In all of these instances, as well as others that could be named, what differentiates mere human interaction from actual Christian fellowship is the emphasis upon spiritual matters. Once two Christians turn their conversation and their focus toward the spiritual (i.e., talking about God the Father, Jesus, God the Holy Spirit, the Bible, prayer, worship, church, God’s will, prophecy, etc.), they begin to fellowship in a way that only Christians can. In other words, two Christians sitting beside one another at a football game and talking about how talented the other’s team quarterback is doesn’t constitute Christian fellowship. On the other hand, if those same two Christians sitting at that same game start talking about their Sunday School lesson from the previous week or how Romans chapter 11 should be interpreted, they begin to engage in Christian fellowship.
The Greek word translated in the New Testament as “fellowship” is koinonia. It’s a word that comes from another Greek word, koinos, which means “common.” As such, koinonia can be defined as “a sharing in common.” This sharing is much more than mere friendship, tolerance, or acceptance. It is a community in which the participants share fundamental spiritual commonalities.
With this in mind, what each supposed Christian should do, by way of personal examination, is ask himself or herself: “Do I enjoy being around Christians or do I enjoy being around lost people? Would I rather work beside a Christian or a lost person? Would I rather sit at a ballgame next to a Christian or a lost person? Would I rather live beside a Christian or a lost person? If I have to get in a car and take a road trip, would I rather be in there with a carload of Christians or a carload of lost people?” John says, “If you are a legitimate Christian, you’ll have a desire to fellowship with other Christians.” This fellowship isn’t the only evidence of salvation, but it’s certainly a good place to start.
Pastor Mckinney the problem I have and always had is I would rather be by myself or my wife. I don’t really know how to hang with people. Now I have tried but it just never worked out.
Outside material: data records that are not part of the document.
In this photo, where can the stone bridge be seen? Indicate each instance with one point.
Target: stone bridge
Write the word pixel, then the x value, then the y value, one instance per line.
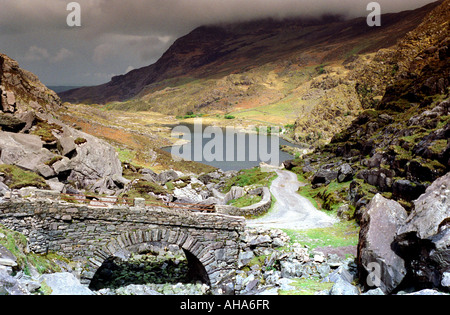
pixel 92 235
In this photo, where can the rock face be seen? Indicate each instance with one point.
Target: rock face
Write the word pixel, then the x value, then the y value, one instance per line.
pixel 21 91
pixel 33 140
pixel 423 241
pixel 375 256
pixel 397 251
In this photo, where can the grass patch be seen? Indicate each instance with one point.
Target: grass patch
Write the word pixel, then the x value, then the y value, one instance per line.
pixel 16 178
pixel 307 287
pixel 245 201
pixel 126 156
pixel 16 243
pixel 250 177
pixel 340 235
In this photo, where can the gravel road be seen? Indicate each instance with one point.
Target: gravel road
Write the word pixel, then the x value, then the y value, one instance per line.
pixel 291 211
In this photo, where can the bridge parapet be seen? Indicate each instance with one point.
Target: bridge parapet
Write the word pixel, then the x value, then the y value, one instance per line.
pixel 91 235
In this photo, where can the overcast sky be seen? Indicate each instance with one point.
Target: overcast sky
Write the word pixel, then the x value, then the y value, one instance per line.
pixel 117 36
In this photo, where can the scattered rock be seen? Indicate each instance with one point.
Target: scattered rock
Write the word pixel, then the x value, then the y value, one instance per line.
pixel 423 240
pixel 345 173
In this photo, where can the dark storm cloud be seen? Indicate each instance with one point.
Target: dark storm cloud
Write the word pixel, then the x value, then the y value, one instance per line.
pixel 117 35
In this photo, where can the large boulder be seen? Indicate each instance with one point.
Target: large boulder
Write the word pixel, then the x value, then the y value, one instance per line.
pixel 423 241
pixel 23 150
pixel 10 123
pixel 324 176
pixel 378 264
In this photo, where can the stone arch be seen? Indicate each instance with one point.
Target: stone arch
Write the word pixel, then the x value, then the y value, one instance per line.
pixel 124 245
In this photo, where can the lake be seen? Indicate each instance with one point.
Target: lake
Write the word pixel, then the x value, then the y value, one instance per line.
pixel 227 148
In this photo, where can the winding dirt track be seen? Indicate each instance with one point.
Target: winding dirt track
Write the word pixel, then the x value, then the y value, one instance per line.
pixel 291 211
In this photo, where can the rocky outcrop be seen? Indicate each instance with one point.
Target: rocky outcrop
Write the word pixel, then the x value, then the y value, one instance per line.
pixel 21 91
pixel 33 140
pixel 397 251
pixel 423 240
pixel 375 256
You aren’t the only person who is wired this way. I myself am very much a loner. And I’m not advocating that you and your wife rush right out and join a bunch of groups. But there really is something to be said for fellowship that is truly Christian. It’s a definite Bible topic. So, I would advise you to talk to the Lord about the matter in prayer and ask Him to show you where to comfortably find such fellowship.